Axes are an important part of Matplotlib’s interface. These are what you would consider the “plot” of your figure, the area in the image that contains your data. A figure can have many Axes, but each Axes can only have one Figure. Data limits for the figure can be controlled through Axes with axes.Axes.set_xlim() and axes.Axes.set_ylim(). Axes also hold titles and labels for each for each axis. Axes contain either two or three Axis objects.

Axis

An Axis is acts as a scale delimeter for the Axes. They set the limits of a figure and control the ticks of a plot.

Creating Figures

While we will take a closer look at this over the next sections of this chapter, there are a couple of things you want to keep in mind when working with Matplotlib.

Input Data

Matplotlib recommends using Numpy arrays as input types for figures. You can often get away with using Python lists and Pandas dataframe objects, but you might encounter some rough edges here and there when using those object types.

Two Iterfaces

As mentioned above, there are two main interfaces for Matplotlib, the state-machine interface and the object-oriented interface. In the next section, we will cover each of these approaches and talk about when you would want to use each.

Matplotlib’s State-Machine Approach

Matplotlib’s matplotlib.pyplot module is designed to feel like MATLAB. Rather than explicitly creating figure objects, the pyplot module maintains state as soon as it is imported. If you come from a more object-oriented background, this may seem like a bit of magic. It can be a bit difficult to know what Matplotlib is doing for you in the background, but it does allow you to get up and running with fewer lines of code.

Let’s take a look of a simple example, plotting a single curve:

import matplotlib.pyplot as plt # immediately plt is keeping track of state

# first 10 squares
squares = [x**2 for x in range(11)]

plt.plot(squares)
plt.show()

Fig.1 - A simple curve of the first 10 squares.

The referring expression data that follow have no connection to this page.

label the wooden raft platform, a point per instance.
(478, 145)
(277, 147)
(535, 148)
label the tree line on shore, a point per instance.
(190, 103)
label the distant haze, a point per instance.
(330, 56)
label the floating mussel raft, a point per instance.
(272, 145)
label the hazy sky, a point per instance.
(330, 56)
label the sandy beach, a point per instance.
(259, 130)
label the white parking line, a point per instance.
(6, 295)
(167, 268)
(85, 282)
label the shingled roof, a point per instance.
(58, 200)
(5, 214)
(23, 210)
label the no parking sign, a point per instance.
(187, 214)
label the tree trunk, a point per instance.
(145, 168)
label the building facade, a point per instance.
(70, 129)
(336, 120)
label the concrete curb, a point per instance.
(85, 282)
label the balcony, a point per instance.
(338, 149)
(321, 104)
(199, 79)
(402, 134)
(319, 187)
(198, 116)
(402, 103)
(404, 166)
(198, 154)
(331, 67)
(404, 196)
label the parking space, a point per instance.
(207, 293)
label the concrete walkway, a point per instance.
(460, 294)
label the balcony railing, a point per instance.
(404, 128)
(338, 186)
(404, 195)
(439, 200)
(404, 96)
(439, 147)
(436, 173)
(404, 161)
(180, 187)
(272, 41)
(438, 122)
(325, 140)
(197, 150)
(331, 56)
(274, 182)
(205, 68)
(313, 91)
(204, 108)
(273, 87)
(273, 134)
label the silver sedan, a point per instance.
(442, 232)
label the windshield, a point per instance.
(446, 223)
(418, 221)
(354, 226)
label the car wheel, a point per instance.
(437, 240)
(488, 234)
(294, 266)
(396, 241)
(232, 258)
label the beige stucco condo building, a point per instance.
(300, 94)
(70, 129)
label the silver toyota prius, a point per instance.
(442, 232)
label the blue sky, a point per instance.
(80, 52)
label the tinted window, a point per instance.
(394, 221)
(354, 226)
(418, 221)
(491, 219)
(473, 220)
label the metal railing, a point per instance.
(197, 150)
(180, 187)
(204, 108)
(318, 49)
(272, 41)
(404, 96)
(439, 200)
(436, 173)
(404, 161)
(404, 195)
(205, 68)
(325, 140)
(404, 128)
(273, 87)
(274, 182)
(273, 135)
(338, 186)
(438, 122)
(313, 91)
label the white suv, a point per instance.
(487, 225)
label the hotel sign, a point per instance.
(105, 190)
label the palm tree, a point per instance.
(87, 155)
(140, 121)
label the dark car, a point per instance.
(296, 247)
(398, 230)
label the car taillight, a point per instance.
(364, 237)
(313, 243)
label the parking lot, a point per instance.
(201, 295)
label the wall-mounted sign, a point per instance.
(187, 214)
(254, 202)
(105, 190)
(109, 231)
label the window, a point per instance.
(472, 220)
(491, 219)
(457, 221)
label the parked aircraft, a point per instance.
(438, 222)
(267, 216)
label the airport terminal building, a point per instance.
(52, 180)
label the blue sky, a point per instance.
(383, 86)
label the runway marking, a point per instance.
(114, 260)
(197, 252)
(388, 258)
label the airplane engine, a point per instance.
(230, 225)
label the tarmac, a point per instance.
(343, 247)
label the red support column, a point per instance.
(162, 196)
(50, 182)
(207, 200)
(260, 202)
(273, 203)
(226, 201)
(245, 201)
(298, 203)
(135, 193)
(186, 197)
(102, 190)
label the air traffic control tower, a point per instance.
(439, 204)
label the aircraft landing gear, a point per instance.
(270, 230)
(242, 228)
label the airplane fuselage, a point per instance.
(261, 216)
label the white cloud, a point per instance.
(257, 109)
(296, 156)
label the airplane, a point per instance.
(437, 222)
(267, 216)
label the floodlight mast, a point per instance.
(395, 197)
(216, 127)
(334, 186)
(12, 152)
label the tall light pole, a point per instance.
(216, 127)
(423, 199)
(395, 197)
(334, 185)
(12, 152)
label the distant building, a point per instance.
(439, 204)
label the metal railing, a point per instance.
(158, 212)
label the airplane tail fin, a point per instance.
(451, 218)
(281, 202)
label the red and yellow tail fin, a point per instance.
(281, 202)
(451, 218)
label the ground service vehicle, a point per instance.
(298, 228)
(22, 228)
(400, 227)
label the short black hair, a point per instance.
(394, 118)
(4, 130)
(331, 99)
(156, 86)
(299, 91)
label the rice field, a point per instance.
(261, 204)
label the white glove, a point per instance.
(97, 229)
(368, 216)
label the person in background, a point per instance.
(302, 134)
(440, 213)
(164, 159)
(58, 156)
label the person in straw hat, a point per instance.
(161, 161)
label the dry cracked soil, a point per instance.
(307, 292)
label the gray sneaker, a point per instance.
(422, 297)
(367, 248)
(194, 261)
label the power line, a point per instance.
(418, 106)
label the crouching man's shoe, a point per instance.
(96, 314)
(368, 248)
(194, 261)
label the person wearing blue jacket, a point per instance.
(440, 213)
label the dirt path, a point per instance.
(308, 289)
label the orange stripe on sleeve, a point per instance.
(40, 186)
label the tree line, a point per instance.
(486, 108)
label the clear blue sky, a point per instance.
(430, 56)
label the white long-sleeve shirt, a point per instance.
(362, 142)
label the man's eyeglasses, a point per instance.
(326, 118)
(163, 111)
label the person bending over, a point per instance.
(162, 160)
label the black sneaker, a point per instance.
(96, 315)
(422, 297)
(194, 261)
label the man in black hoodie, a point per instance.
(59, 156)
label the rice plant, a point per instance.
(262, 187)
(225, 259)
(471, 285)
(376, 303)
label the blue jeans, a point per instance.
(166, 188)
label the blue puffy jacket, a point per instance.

This is about as simple as a Matplotlib figure can get. Given x, a Python list of the first 10 squares, Matplotlib gives us a line plot. The pyplot module is inferring a lot here. Notice that we did not specify our x and y axes. We didn’t even tell it Matplotlib that we were looking to plot a curve here!

Also note that we never instantiated an object from the pyplot module. Instead, we are calling the module directly. First, we feed our data into plt.plt(x), then we call plt.show() to render our figure. If we were to call plt.show() again without passing the data back into plt.plot(), Matplotlib will not render the figure a second time. That is because Matploglib clears the state of our plot as soon as we call show`.

Adding some Details

While pyplot can infer a lot of the details for us, we will need to handle axis labels and titles ourselves.

plt.plot(squares)
plt.title('Squares Plot')
plt.ylabel(r'$X^{2}$')
plt.xlabel('X')
plt.show()

Fig.2 - Adding axis labels and a title to our figure.